Idempotency — the core safety mechanism
The network is unreliable; clients retry. Every payment request carries an idempotency key (a unique id per attempt). The gateway dedupes on it: a retried or duplicated request with the same key returns the original result instead of charging again. This is what prevents double charges — non-negotiable.
The ledger — source of truth
A double-entry ledger: every money movement is recorded as balanced debit/credit entries. The ledger is append-only and immutable — you never edit an entry, you add a reversing one. This makes the system auditable and the balance always derivable and verifiable. The ledger, not the UI or a cached balance, is the source of truth.
Reliability & fault tolerance
- Async + webhooks — settlement is slow; the gateway notifies your system via signed webhooks.

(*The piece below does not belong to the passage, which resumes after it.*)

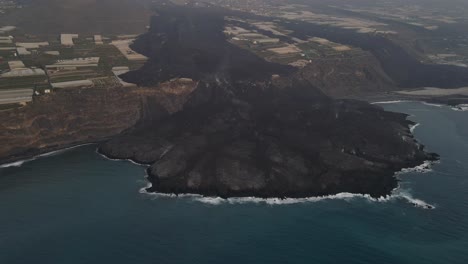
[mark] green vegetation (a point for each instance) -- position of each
(22, 82)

Webhook handlers must be idempotent (webhooks get redelivered).
- Retries with exponential backoff for transient failures; a dead-letter queue for ones that keep failing.

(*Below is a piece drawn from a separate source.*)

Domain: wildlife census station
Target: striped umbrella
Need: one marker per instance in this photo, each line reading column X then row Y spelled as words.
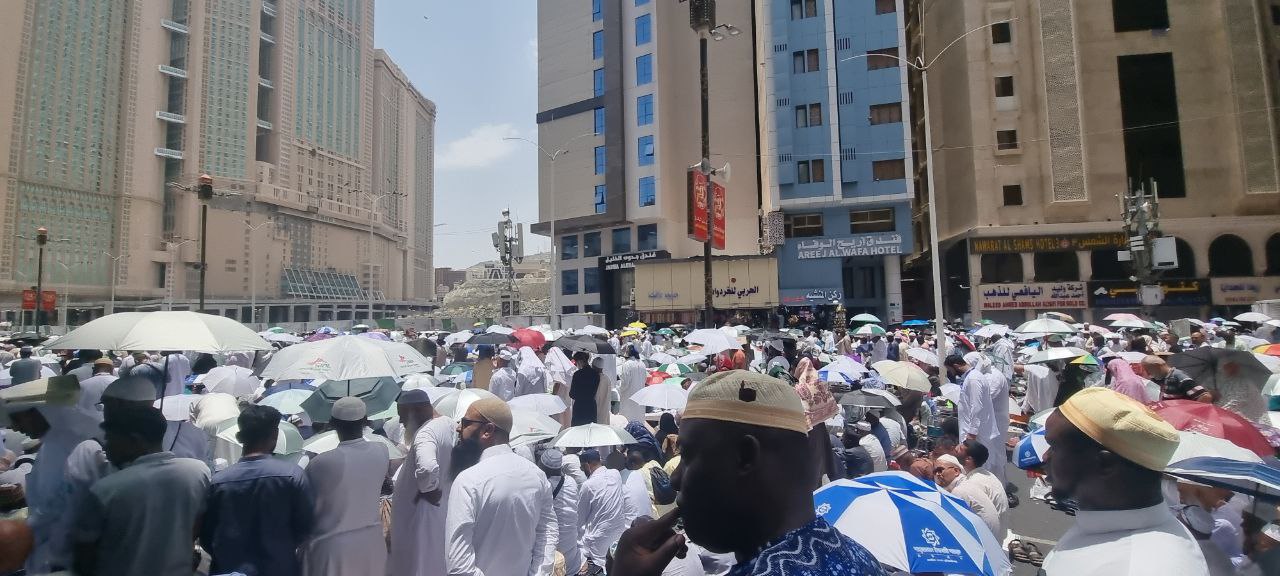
column 918, row 530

- Reconciliation — periodic jobs compare your ledger against the bank/processor records to catch discrepancies.
- Consistency — money operations need strong consistency (often a DB transaction around the ledger writes); avoid eventual consistency where funds are concerned.
- Timeouts & the "unknown" state — a request that times out might have succeeded; you must be able to query-and-resolve, never assume.
The frontend's role (small and untrusted)
- Collect payment details (ideally in an iframe/SDK so card data never touches your servers — PCI scope).
- Show transaction status —
processing,success,failed— as UI only. - Never trust a client-side success signal. Real confirmation is server-to-server (webhook / verify call). The client can't be the source of truth for money.
- Disable submit on click + idempotency key to prevent double-submits.
The framing
"It's a correctness and reliability system — the rule is never lose or duplicate money. The flow is multi-step: authorize, capture, settle, with each transaction in a strict state machine. The core safety mechanism is idempotency keys — every request carries one so retries can't double-charge. The source of truth is an append-only double-entry ledger — immutable, auditable, balance always derivable. Reliability comes from async signed webhooks with idempotent handlers, retries with backoff, dead-letter queues, and reconciliation jobs against the processor. The frontend's role is deliberately small and untrusted: collect details in an iframe SDK, show status as UI only, and rely on server-to-server confirmation — the client never decides money moved."
Follow-up questions
- •Why is an idempotency key essential?
- •Why use a double-entry, append-only ledger?
- •What's the difference between authorization and capture?
- •Why can't the frontend be trusted to confirm a payment?
Common mistakes
- •No idempotency — retries cause double charges.
- •Treating a client-side success signal as proof of payment.
- •Mutable ledger entries instead of append-only reversals.
- •Assuming a timed-out request failed (it might have succeeded).
- •Non-idempotent webhook handlers (webhooks get redelivered).
Performance considerations
- •Correctness outranks throughput here — money operations use strong consistency and DB transactions. Async settlement and webhooks keep the user-facing path fast while the slow parts happen in the background.
Edge cases
- •A request that times out in an unknown state.
- •Duplicate or out-of-order webhooks.
- •Partial captures and partial refunds.
- •Chargebacks reversing a settled transaction.
- •Currency conversion and rounding.
Real-world examples
- •Stripe/Razorpay: idempotency keys, signed webhooks, auth+capture, ledgers.
- •Reconciliation jobs catching discrepancies between internal records and the processor.